Washington - AFP
The US economy generated 209,000 new jobs in July, down from June but maintaining a solid 200,000-plus monthly streak since February, the Commerce Department said Friday.
The unemployment rate rose by 0.1 points to 6.2 percent, but it remained near its lowest level in nearly six years and well down from 7.9 percent at the start of 2013.
It was the first time since 1997 that the economy had added more than 200,000 jobs a month for six months straight.
New jobs were well-spread between the construction, manufacturing, professional service and retail sectors, and got a boost as well from 11,000 new jobs in the government sector.
Nevertheless, the number of unemployed rose by nearly 200,000 to 9.67 million, in part because of the constant increase in the number of working-age Americans, as well as a return to the labor force by tens of thousands of people who had dropped out and were not previously counted as unemployed.
Harm Bandholz of UniCredit pointed out that the return of dropouts has added more than a half-million people to the labor force over the past six months.
"This is fundamentally a very positive development, even as it puts some upward pressure on the official jobless rate," he said.
- 'Clearly getting stronger' -
President Barack Obama lauded the report as another sign that the economy is "clearly getting stronger."
"Companies are investing, consumers are spending.

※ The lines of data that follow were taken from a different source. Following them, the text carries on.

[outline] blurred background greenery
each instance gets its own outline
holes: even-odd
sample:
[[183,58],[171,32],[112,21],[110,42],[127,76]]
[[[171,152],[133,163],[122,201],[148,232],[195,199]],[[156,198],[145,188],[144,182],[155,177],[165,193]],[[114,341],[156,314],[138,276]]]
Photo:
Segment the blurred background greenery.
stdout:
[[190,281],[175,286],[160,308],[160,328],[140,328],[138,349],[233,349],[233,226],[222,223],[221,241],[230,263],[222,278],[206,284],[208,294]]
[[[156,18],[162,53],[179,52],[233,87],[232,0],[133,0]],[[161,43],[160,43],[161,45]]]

American manufacturing, energy, technology, autos, all are booming," he said.
But he complained that Congress, led by his Republican opponents, has stymied attempts to build on the recovery by obstructing measures to favor job growth and higher incomes.
"There are steps we could be taking that would result in more job growth, higher wages, higher incomes, more relief for middle class families," he said.
Despite the gains, the July jobs data showed continued weaknesses that underscored Obama's call for more support for the economy.
Average weekly earnings ticked up only slightly, suggesting, as the Federal Reserve said Wednesday, that there is still slack in the labor market despite the steady gains in job creation.
The rate of participation in the labor force was 62.9 percent, nearly the lowest in decades; the number of long-term unemployed, a particular worry for policy-makers, ticked up to 3.2 million; and the number of people working part-time because they could not find full-time jobs was flat at 7.5 million.
Those numbers are important as economists and policy makers debate whether the economy is accelerating and inflation is picking up, which would mandate tighter monetary policy from the Federal Reserve.
On Wednesday official data showed the economy grew a fast-paced 4.0 percent in the second quarter. But that was mainly a rebound from the 2.1 percent contraction of the first quarter, and economists expect the economy is already decelerating from the second-quarter pace.
The policy debate has focused on the question of whether the labor market is tightening, which would add to inflation.
"We can debate measures of slack all day. But the fact is, there's basically no inflation or wage pressure," University of Michigan economist Justin Wolfers said in a tweet.
Economist Chris Williamson of Markit said he expects, in fact, the job creation numbers to slow.
"With companies reporting growing uncertainties to the business outlook, it's perhaps not surprising that the rate of job creation is showing sign of cooling and could continue to ease in coming months."
US markets, on edge for any sign of inflationary pressures, reacted modestly to the new data. Stocks slipped further after Thursday's 2 percent losses, with the S&P 500 down 0.2 percent in late trade.
The dollar, which had steadily climbed against the euro over the past two weeks, slipped to $1.3424 per euro.